Fleet News

Gap widens between petrol and diesel, says Cap HPI

Used values remained stable in March as strong demand continued to characterise the market, reports Cap HPI. 

Values overall reduced by 0.1% at three years 60,000 miles and the gap between petrol and diesel vehicles continued to widen. At three years 60,000 miles, petrol vehicles saw an increase of 0.3% with diesel falling back by 0.4%.  

James Dower, senior editor of Black Book at Cap HPI, said: “Continual press reports painting diesel in a negative light appear to be having an effect on buyer behaviour. Much of the negative sentiment attached to diesel relates to older and less refined diesel power units.

“The modern day diesel is something of a different proposition and manufacturers have made significant investments in new engine and post-combustion technology to reduce NOx levels. Certainly, it is a trend to keep an eye on.” 

Analysis by Cap HPI shows that both dealer and auction stock levels were higher throughout March this year than March 16. Increased stock availability was the key factor behind the reduction in values.

Supermini continues to perform well with an average increase of 0.6% at three years 60,000 miles. Behind the averages, there are some standout performances, notably Fiesta which saw very strong sales results across all age ranges but particularly at six months 5,000 miles where petrol derivatives increased, on average, by 2.9%.  
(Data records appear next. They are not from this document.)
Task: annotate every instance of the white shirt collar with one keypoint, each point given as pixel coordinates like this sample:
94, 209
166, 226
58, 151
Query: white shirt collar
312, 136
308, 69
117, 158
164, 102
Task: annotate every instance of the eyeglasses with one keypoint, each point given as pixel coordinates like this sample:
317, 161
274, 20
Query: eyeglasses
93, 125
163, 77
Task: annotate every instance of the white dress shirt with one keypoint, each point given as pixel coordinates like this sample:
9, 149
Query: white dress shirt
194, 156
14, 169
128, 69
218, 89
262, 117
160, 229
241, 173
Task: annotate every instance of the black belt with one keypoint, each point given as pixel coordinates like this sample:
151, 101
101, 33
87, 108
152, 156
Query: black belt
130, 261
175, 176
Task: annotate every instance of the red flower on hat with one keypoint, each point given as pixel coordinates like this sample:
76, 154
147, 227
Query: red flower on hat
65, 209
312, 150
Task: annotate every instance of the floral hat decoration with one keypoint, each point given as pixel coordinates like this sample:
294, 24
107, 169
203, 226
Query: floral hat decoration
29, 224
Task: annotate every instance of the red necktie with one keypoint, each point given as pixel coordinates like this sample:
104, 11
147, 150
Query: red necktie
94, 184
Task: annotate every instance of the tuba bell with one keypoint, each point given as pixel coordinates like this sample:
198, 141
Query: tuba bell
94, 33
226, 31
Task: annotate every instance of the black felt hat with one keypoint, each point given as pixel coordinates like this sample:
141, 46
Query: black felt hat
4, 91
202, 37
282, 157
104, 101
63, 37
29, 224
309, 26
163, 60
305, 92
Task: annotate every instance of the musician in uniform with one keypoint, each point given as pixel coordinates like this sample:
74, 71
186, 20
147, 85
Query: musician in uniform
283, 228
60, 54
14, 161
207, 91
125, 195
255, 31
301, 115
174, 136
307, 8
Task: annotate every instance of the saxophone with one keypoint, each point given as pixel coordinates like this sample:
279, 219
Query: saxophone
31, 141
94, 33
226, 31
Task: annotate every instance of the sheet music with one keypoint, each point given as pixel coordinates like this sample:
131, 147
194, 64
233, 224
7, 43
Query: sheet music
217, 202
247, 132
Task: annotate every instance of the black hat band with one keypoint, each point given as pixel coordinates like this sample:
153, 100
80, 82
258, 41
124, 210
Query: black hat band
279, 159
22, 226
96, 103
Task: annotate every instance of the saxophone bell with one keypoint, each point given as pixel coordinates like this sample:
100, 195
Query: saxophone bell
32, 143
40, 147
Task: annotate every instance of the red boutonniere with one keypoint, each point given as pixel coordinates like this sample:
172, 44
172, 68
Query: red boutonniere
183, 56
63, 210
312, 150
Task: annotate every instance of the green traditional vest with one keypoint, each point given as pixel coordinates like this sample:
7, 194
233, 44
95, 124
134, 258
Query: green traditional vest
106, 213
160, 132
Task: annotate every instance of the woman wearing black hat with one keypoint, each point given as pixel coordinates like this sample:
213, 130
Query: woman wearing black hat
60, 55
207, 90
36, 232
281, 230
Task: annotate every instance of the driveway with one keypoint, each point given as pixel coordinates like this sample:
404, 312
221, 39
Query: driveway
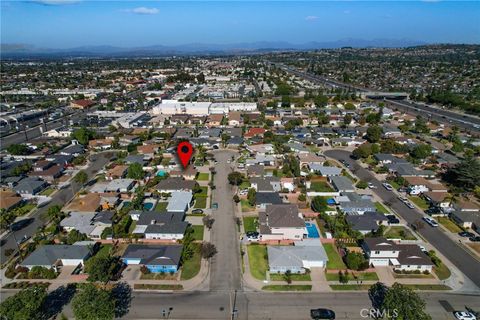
457, 255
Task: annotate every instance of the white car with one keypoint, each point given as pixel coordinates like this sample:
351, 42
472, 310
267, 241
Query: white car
430, 221
464, 315
387, 186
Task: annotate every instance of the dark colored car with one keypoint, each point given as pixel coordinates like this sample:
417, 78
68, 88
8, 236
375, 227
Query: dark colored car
322, 313
466, 234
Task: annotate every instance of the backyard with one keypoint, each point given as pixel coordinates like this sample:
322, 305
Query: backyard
257, 260
334, 259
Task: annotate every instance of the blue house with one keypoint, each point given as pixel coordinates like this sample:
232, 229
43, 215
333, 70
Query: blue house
156, 258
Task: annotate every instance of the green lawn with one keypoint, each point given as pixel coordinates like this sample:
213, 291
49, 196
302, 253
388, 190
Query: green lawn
399, 232
191, 267
257, 260
381, 208
293, 276
200, 203
442, 272
250, 224
449, 224
197, 232
246, 207
342, 287
334, 259
275, 287
320, 186
47, 191
366, 276
420, 202
203, 176
161, 206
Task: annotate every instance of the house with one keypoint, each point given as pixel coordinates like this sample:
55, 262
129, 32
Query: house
403, 257
175, 184
157, 259
161, 225
180, 201
30, 186
296, 258
82, 104
281, 222
55, 256
263, 199
342, 184
366, 223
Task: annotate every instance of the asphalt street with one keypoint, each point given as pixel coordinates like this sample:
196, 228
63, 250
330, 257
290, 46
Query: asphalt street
60, 197
225, 273
462, 259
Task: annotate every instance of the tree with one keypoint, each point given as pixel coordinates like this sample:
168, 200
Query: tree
18, 149
374, 133
405, 302
93, 303
251, 196
208, 250
235, 178
81, 177
102, 268
465, 175
135, 171
25, 305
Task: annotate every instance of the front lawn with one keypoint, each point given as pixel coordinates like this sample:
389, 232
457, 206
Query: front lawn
365, 276
381, 208
191, 267
257, 260
420, 202
276, 287
197, 232
320, 186
250, 224
399, 232
246, 207
161, 206
203, 176
293, 277
449, 224
200, 203
334, 259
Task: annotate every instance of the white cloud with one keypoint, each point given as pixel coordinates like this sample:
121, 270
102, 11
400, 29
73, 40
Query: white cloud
311, 18
55, 2
143, 10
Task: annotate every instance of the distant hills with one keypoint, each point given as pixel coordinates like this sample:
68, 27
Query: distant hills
201, 48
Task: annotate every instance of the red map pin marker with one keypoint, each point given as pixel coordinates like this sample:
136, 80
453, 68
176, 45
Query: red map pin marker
184, 151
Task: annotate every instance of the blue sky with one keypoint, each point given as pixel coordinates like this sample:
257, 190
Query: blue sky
71, 23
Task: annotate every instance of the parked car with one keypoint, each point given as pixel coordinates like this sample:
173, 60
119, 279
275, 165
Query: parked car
392, 219
322, 313
387, 186
464, 315
430, 221
466, 234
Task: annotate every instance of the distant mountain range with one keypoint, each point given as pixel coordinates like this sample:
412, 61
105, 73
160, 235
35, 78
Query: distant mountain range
201, 48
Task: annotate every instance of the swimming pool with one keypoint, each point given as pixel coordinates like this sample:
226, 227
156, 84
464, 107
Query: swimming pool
148, 206
312, 230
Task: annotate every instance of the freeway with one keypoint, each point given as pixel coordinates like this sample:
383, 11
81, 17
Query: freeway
466, 121
457, 255
61, 197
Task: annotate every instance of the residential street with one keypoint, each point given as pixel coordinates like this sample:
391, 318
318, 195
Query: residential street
59, 198
225, 274
462, 259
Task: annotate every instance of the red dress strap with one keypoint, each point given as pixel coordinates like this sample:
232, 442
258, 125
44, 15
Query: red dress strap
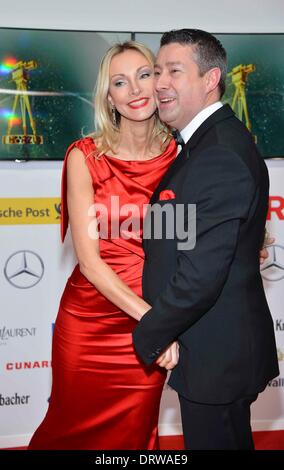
86, 146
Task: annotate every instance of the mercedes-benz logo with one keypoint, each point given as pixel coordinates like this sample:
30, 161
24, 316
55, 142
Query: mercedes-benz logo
273, 268
24, 269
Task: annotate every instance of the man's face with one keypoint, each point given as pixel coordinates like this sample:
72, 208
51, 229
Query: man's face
180, 90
Dower said: “Research suggests that as the facelift Fiesta is on its way, stock is becoming difficult to source leading to clean examples being in very high demand and commanding particularly strong values.” 
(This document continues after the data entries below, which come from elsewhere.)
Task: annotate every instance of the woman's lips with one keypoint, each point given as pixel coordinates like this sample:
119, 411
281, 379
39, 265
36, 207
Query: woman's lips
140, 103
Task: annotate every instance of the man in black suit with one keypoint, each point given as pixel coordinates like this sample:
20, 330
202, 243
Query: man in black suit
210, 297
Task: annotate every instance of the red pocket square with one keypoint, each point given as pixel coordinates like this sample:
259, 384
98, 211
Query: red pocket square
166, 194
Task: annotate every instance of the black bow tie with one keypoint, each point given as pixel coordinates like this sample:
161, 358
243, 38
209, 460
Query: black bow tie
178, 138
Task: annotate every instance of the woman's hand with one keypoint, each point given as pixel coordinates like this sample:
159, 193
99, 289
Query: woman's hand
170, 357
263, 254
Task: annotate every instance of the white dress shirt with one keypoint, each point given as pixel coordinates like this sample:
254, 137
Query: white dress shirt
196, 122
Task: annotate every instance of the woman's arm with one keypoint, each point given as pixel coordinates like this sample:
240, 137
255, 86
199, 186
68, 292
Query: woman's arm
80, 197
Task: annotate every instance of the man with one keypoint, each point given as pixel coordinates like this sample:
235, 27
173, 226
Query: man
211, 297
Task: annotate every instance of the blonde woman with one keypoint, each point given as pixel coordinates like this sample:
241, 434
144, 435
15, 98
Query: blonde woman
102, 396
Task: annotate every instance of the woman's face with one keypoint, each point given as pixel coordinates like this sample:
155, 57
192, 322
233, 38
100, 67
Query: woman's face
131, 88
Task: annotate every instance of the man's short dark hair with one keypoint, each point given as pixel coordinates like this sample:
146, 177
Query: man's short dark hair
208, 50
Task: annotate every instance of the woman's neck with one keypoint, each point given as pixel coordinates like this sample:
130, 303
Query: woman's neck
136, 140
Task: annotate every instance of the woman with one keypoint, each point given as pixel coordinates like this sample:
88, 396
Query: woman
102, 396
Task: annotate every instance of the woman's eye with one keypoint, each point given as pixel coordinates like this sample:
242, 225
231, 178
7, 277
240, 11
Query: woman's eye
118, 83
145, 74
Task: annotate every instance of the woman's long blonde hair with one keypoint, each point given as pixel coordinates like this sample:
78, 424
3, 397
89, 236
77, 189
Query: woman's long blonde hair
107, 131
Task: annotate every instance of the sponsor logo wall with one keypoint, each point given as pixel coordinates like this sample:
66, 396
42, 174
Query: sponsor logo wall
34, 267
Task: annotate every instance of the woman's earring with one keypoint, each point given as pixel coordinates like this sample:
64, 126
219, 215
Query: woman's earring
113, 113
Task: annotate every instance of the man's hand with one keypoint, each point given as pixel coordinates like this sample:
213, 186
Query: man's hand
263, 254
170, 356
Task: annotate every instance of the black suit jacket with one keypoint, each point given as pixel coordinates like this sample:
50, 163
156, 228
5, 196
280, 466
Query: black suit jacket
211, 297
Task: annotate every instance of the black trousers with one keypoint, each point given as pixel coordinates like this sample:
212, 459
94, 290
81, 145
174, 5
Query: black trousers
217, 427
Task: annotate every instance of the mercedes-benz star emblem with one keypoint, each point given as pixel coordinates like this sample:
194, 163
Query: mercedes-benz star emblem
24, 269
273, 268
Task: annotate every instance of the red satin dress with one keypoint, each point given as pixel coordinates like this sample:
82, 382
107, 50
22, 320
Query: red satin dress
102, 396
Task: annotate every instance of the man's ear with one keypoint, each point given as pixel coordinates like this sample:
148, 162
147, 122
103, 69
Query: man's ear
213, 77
coupe cabriolet and convertible has seen significant demand and a large increase in values.  The second half of March saw average increases at three years 60,000 miles for coupe cabriolet are 2.3% and convertibles have risen by 2.4%.  

Dower concluded: “While the season for convertibles is here, vendors do need to ensure that the market is not saturated and a controlled approach is taken when planning release into the wholesale market.

“Retail demand had shown no real sign of cooling throughout quarter one, and consumer confidence remained reasonably high. Black book will ensure that the ever-changing market is reflected on a daily basis.”